Alyssa tidak langsung bekerja. Ia memandangi pintu lab tempat Rei menghilang. Kata-kata Rei menggema di kepalanya: "Aku takut ada masalah." Ia tidak hanya mem-backup file. Ia memperhatikan Alyssa bekerja. Ia mengantisipasi masalah. Dan antisipasinya ternyata tepat.

Ia membuka folder 'Backup_Rei'. Di antara file proposal, ada satu file teks tambahan yang bukan buatannya: 'Notes_Rei.txt'

Dengan jantung berdebar, Alyssa membukanya.

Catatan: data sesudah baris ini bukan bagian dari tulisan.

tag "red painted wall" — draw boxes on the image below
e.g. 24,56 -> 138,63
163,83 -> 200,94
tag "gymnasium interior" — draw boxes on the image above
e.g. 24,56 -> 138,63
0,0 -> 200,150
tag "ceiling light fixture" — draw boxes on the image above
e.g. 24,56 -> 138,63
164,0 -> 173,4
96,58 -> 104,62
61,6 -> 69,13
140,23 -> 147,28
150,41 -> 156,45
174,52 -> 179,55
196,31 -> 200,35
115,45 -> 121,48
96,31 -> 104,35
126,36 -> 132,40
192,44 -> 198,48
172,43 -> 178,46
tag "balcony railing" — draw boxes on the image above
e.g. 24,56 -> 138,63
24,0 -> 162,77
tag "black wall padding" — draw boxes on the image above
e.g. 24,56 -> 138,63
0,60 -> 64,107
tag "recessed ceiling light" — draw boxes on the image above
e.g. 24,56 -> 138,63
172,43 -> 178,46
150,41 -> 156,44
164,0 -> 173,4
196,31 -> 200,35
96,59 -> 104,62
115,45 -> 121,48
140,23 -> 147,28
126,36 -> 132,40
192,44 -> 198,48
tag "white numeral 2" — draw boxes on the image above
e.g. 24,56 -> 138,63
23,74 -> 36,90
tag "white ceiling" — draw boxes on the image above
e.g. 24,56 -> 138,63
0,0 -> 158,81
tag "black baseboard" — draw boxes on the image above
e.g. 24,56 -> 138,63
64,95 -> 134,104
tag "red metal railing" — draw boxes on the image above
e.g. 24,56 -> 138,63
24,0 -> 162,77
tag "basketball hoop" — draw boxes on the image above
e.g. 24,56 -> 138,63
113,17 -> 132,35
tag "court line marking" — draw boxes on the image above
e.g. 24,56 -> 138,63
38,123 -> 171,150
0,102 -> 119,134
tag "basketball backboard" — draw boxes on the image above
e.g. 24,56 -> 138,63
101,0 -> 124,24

- Catatan untuk Proposal "The Unseen Echoes":

- Untuk ruang gelap, coba pertimbangkan headphone nirkabel (kurang kabel = kurang distraksi).

- Pertanyaan wawancara no.3 mungkin terlalu langsung. Bisa diganti "Kapan terakhir kali kamu merasa benar-benar didengar di sekolah?".

- Untuk efek visual foto, filter high-contrast grayscale + sorot kecil di mata mungkin bisa lebih kuat dari blur total.

- Referensi tambahan: Artist: Sophie Calle (karya "Take Care of Yourself" tentang suara perempuan).

Air mata yang tadi ditahan akhirnya menetes. Bukan air mata putus asa, melainkan air mata haru dan terima kasih yang dalam. Rei tidak hanya menyelamatkan file-nya. Ia juga memberi masukan. Ia memikirkan konsepnya. Dengan serius. Dengan perhatian.

"Kenapa..." bisik Alyssa sendirian di lab yang kini sunyi. "Kenapa kau melakukan semua ini, Rei? Membantu aku seperti ini?"

Jawabannya tidak datang. Tapi saat ia akhirnya meninggalkan lab jauh malam itu, proposal terselamatkan dan siap dicetak, hatinya dipenuhi oleh pertanyaan lain, lebih hangat: Bagaimana cara membalas kebaikan diam-diamnya?

Dan untuk pertama kalinya sejak permusuhan dengan Clara dimulai, Alyssa merasa tidak sendirian. Ada cahaya terselubung yang bersinar untuknya di tengah gelap. Cahaya bernama Rei.